John, Paul, George & Ben is a children's picture book written and illustrated by American illustrator Lane Smith. Released in 2006 through Hyperion Books, it tells the story of five of the Founding Fathers of American independence: John Hancock, Paul Revere, George Washington, Benjamin Franklin and Thomas Jefferson. The book describes each of them to be independent, bold, honest, clever, or noisy. The name of the book is a parody of the names of the members of the British band The Beatles; John, Paul, George and Ringo, with Ben replacing Ringo.

==Reception==
School Library Journal (SLJ) referred to John, Paul, George & Ben as an "entertaining romp through American history", while Booklist's Carolyn Phelan called it "deftly drawn, witty, and instantly appealing". Elizabeth Bush, writing for The Bulletin of the Center for Children's Books, praised Smith for "out-legend[ing] the legends with his broad parodies of early adulatory histories", and Publishers Weekly (PW) recommended the book "for those constitutionally opposed to history lessons".

According to Biography's Barbara Feinberg, "Smith's witty text and illustrations bring new life". PW specifically pointed out the "True or False section" at the back of the book, which they found to be "as hilarious as it is informative" and "a wonderful complement to this singular blend of parody and historically accurate events". Kirkus Reviews similarly referred to the "True or False section" as "pretty funny" but indicated that Smith's "text lacks his sometime partner Jon Scieszka’s focus". They explained, "While there is a hallowed place for irreverence in children’s literature, one might wish for a work that more evenly balances humor with substance".

Multiple reviewers discussed the book's artwork, with Kirkus Reviews praising the "faux-antiqued illustrations", which they found to "deliver bucket-loads of zany energy". SLJ highlighted how the "gleeful pen-and-ink and collage artwork evokes the era and shows the lads' antics". Similarly, Bush referred to Smith's "visual play on colonial artwork" as "pretty darn clever". According to Bush, most readers should recognize "the little founders' caricatures", which "are unmistakably based on well-known paintings", and "readers in the know will enjoy searching out more subtle references", including "Beatles allusions, like the title," which PW noted "are mercifully few but well-placed".

Phelan critiqued the book, noting that "the title offers a clue that Smith is winking at adults, but as good a joke as it is, most children just won't get it". They further explained, "The artwork and design are excellent and adults will chortle, but this book seems likely to confuse children unfamiliar with the period.
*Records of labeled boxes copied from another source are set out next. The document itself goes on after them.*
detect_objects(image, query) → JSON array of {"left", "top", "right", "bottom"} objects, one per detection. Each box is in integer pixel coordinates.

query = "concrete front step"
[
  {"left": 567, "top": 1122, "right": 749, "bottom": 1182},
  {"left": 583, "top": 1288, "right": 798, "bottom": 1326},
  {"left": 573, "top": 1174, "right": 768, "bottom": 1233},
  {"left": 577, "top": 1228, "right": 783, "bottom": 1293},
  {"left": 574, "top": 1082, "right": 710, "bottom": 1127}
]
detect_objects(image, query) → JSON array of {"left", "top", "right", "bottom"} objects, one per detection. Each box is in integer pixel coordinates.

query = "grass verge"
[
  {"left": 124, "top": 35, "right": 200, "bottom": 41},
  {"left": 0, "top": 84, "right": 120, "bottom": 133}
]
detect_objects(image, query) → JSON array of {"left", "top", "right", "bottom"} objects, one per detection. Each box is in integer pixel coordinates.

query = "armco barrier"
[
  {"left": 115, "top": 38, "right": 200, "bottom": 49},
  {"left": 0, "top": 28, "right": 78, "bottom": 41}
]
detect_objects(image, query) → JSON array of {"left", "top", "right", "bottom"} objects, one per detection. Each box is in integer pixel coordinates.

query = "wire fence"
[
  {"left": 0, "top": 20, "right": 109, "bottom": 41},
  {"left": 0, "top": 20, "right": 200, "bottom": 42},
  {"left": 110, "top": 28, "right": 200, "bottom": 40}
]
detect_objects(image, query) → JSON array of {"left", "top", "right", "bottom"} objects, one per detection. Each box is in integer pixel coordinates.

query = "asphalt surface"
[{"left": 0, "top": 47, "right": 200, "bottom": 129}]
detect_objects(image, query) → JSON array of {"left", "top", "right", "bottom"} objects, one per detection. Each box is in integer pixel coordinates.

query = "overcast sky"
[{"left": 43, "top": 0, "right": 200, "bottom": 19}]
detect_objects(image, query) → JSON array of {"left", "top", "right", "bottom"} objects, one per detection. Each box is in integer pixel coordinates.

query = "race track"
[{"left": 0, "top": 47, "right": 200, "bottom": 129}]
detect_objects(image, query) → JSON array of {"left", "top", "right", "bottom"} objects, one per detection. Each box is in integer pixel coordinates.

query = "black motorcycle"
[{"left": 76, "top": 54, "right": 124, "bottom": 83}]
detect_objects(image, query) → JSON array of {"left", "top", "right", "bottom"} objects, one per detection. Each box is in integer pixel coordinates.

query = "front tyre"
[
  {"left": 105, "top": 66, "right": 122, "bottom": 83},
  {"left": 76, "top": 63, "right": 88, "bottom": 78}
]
Kids will need to know actual, factual American history to appreciate what's going on."

==Awards and honors==
John, Paul, George & Ben is a Junior Library Guild book. It was named one of the best non-fiction children's books of 2006 by The Horn Book Magazine, The Bulletin of the Center for Children's Books, Chicago Public Library, Child, Miami Herald, Parenting, Publishers Weekly, San Francisco Chronicle, School Library Journal, and St. Louis Post-Dispatch The New York Times also included it on their list of the best illustrated books of the year.

John, Paul, George & Ben was a New York Times and Publishers Weekly bestseller.

Awards for John, Paul, George & Ben
| Year | Award | Result | Ref. |
|---|---|---|---|
|  | Oppenheim Toy Portfolio Platinum Book Award | Winner | ^{[citation needed]} |
|  | Quill Award | Nominee | ^{[citation needed]} |
|  | New York Bookbinders Design Merit Award |  | ^{[citation needed]} |
| 2007 | Zena Sutherland Award for Best Overall | Winner |  |
| 2007 | Zena Sutherland Award for Best Text | Winner |  |

==Adaptations==
In 2007, Weston Woods Studios adapted the book to an animated film narrated by James Earl Jones.

That year, Booklist included the film on their Booklist Editors' Choice for Media list. The following year, the Association for Library Service to Children included it on their annual list of Notable Children's Videos.